He looked at me and smiled seraphically. "You are blessed," he said, a hand of benediction raised, several silver bands wrapping his fingers as they curved like bananas before me. "Life is a dream."

"Yeah, well for some it's more of a nightmare, you know what I mean?" I said by way of making conversation. "I can't complain much, though I often do."

The Buddha looked at me. "What do you do?"

I shrugged. "Thump the skins with a couple different outfits. Doesn't pay much, but I don't need much for hearth and home, as they say."

"You have a higher calling," the Buddha said wisely.

Everything the enlightened one said sounded kind of wise, but this seemed particularly so. I was determined to believe that I was getting the real deal from him. After all playing gut bucket rhythms with a bunch of low rent wannabes wasn't really paying off in more than a inconsequential way if you get my drift.

"What might that be?" I queried as we sailed over Waterloo Bridge.

He pointed straight at my forehead, touching the bit between my eyebrows, what I later learned was the location of the mystical third eye and said something that sounded like, "No, these-aw-tone."

Perhaps it was Buddha-speak for something particular. I didn't get a chance to ask because the enlightened one hopped it and left the bus at the end of the bridge. Maybe it was some kind of lingo, but I needed a dictionary to know. I jumped off the bus at Aldwych because I knew there was this witchy book shop in the vicinity and people there would likely know what the Buddha had said and what it meant.
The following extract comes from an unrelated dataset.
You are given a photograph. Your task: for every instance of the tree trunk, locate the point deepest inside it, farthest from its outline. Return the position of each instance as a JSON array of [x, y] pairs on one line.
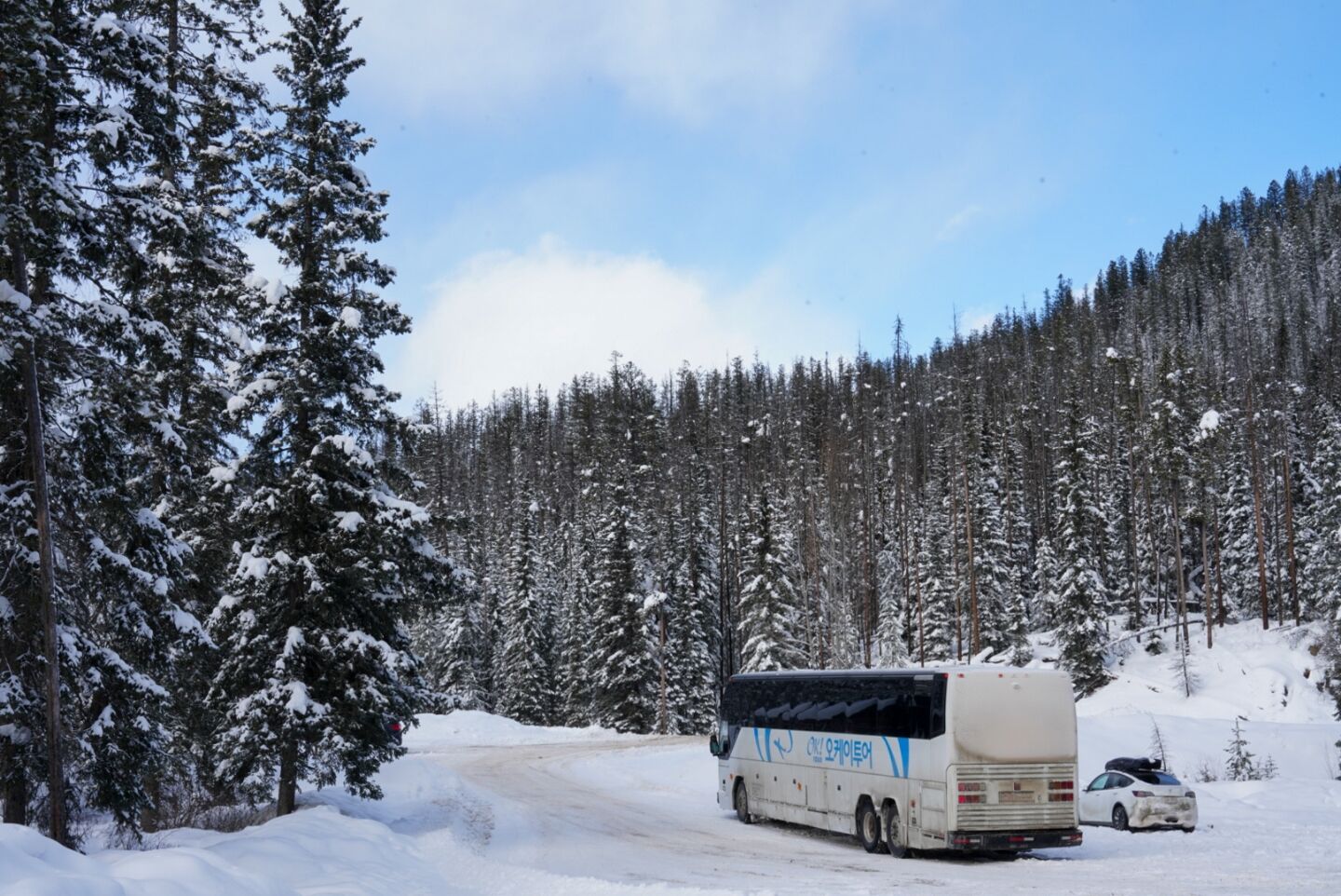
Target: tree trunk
[[1289, 536], [974, 642], [17, 792], [46, 553], [1257, 512], [661, 633], [1206, 576], [1179, 573]]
I was just about to give up the search when I finally spotted it. The window was full of crazy tomes with mystic symbols and diagrams. I leaned on the iron railing and took a quick butchers inside. It seemed to be mostly deserted, just one choice bit of calico who appeared to be working there. Not my sort of scene, but I had an itch to know about the enlightened one's wacky message.

"What you got on the Buddha?" I asked walking in, smooth as melted butter. The chick at the desk looked up and I was surprised to see that despite her bins she was a real treat. A hank of auburn hair twisted on top of her head in some kind of knot and a blue silk shirt open just enough to give a guy ideas.

"The Buddha?" she repeated, frowning as if I had said something amiss. "His life? His teachings?" She was already walking over to a shelf and reaching for a colorful spine. "This might be a good one to start with."

The tome thrust into my palms had a little circular picture of the Buddha's face which of course looked a lot different than the Buddha I had met on the 59 bus, but I figure that statues of a man are always going to look a lot different than the man himself. And I knew enough to realise that the Buddha had lived many times over and over. It was what made him the enlightened one after all.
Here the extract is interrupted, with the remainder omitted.